Cheguei a casa arrasado por mais um dia de trabalho e encharcado até aos ossos. Despi a roupa molhada e vesti o pijama, bebi um copo de leite e deitei-me, ouvindo a água a bater ininterruptamente nos vidros da janela.
Liguei a televisão, mesmo a tempo de ouvir as últimas notícias. Depois das secas e dos incêndios, era tempo de inundações, de árvores derrubadas e de estragos importantes por todo o País. Vários prédios ameaçavam ruir. Fiquei atónito quando vi, inesperadamente, imagens da rua em que tinha vivido até casar. A polícia interrompera o trànsito e os bombeiros ajudavam a evacuar algumas das pessoas que ainda habitavam naquele prédio. Conhecia-o como as minhas próprias mãos, pois ali vivi quase trinta anos. O prédio começara por ter quatro andares e um terraço, sendo este último, mais tarde, transformado num outro andar. Tinha elevador o que, há mais de sessenta anos, não era muito frequente.
Desliguei a televisão e fiquei a recordar a velha casa, com nostalgia...

Vi-me a sair do elevador, no quarto andar, e a dirigir-me para a porta cinzenta-azulada do lado esquerdo. Acompanhado dos meus pais quando era mais pequeno e depois sozinho quando já tinha chave. Por vezes nos bicos dos pés, para que não notassem a que horas tinha chegado...
A entrada era um pequeno hall, com um armário bengaleiro, em que a presença ou ausência de um chapéu assinalava se o meu pai estava ou não em casa. À direita, o escritório; em frente, o quarto dos meus pais e, à esquerda, o corredor que levava ao resto da casa. Quantas vezes brinquei ali com uns primos, fugindo ao chá com bolos, às bolachas, às torradas e às cusquices dos mais velhos.

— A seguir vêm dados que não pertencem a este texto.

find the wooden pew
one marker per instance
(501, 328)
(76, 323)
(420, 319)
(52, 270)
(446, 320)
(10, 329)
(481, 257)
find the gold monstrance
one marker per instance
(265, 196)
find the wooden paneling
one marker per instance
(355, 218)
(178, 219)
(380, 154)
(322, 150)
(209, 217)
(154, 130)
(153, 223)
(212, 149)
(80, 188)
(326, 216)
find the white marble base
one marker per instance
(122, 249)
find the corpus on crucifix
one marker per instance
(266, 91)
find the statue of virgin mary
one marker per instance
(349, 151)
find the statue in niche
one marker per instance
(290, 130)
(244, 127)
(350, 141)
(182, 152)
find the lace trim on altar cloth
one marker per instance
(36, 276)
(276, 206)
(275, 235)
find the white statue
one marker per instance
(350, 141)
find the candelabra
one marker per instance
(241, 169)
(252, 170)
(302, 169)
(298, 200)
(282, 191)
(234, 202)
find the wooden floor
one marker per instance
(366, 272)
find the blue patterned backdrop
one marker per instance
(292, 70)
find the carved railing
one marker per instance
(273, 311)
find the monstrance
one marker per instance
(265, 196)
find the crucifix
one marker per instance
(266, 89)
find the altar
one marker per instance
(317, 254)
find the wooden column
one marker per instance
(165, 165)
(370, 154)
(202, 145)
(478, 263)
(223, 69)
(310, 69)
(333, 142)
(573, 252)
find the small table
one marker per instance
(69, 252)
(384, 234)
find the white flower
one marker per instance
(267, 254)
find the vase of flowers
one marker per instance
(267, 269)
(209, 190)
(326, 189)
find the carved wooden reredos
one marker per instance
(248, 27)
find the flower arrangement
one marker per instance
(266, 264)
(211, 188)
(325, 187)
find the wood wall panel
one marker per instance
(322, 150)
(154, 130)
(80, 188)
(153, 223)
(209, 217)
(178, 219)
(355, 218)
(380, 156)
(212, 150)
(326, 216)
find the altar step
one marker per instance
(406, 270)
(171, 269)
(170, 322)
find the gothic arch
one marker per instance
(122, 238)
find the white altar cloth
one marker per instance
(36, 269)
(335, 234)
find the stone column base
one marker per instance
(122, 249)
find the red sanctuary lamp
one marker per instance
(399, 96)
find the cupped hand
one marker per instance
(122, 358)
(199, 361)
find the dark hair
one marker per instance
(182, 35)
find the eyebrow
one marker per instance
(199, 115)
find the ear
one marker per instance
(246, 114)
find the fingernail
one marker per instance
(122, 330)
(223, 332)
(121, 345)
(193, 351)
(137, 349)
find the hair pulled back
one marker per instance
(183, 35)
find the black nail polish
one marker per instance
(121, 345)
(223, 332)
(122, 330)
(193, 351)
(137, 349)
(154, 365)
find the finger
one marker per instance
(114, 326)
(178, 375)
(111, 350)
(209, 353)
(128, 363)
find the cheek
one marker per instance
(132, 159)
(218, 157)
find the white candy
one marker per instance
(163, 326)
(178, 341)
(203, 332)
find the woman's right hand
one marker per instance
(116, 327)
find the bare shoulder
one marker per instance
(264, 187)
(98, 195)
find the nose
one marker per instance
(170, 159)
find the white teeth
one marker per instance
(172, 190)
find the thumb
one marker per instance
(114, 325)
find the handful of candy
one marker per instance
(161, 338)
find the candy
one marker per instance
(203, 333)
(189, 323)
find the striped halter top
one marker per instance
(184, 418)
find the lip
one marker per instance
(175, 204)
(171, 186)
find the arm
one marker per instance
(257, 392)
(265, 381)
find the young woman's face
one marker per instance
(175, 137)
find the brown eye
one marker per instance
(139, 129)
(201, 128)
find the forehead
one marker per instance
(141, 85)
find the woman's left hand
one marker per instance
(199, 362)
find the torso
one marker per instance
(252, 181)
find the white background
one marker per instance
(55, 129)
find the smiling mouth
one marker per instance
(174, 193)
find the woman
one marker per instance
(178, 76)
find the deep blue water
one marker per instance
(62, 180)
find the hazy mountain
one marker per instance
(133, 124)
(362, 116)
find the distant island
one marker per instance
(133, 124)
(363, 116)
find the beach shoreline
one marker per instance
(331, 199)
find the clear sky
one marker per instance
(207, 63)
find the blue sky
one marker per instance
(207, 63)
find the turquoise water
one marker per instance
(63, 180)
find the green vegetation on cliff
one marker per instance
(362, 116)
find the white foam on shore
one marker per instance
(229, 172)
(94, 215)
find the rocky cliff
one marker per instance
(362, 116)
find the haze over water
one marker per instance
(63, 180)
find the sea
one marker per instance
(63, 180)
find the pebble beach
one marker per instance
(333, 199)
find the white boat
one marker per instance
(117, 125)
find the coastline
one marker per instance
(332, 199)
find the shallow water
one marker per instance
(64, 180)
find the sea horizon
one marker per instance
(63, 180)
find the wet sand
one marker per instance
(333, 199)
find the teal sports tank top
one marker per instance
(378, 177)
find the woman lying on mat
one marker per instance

Parece que ainda via o escritório: uma estante vidrada, uma secretária pesada, um cadeirão e pouco mais. Sobre a secretária uma velha máquina de escrever «Royal». Nas gavetas, para além de documentos relativos à actividade do meu pai, também poemas da autoria dele, várias colecções de selos e um livro liliputiano com toda a poesia de Bocage. Na estante, uma colecção encadernada a azul com a História de Portugal. Depois da morte do meu progenitor, a divisão seria transformada num quarto para alugar.
O quarto deles era muito grande e tinha, do lado esquerdo, um pequeno living. Também este quarto seria mais tarde alugado, para ajudar às despesas da casa.
Quanta gente passou por estes quartos: - vários estudantes da Província, que vinham estudar nas faculdades da Capital, e também alguns casais extra conjugais, em que eram as senhoras que ali moravam, sendo visitadas pelos seus namorados. «Sempre o mesmo, não quero poucas-vergonhas!» - dizia minha mãe, quando contratava o aluguer.
Da grande varanda, via-se toda a Avenida até à Praça de Touros. As árvores não eram ainda frondosas como agora e o passeio central servia para passear... Velhos tempos em que os automóveis ainda não tinham tomado conta dos espaços livres da cidade!

Se por qualquer acaso, alguém se aproximasse de mim naquele momento, veria que tão depressa estava acordado como me deixava dormir, confundindo recordações e sonhos. Sossegue porém o leitor porque, de qualquer modo, tudo o que aqui relato é verdadeiro.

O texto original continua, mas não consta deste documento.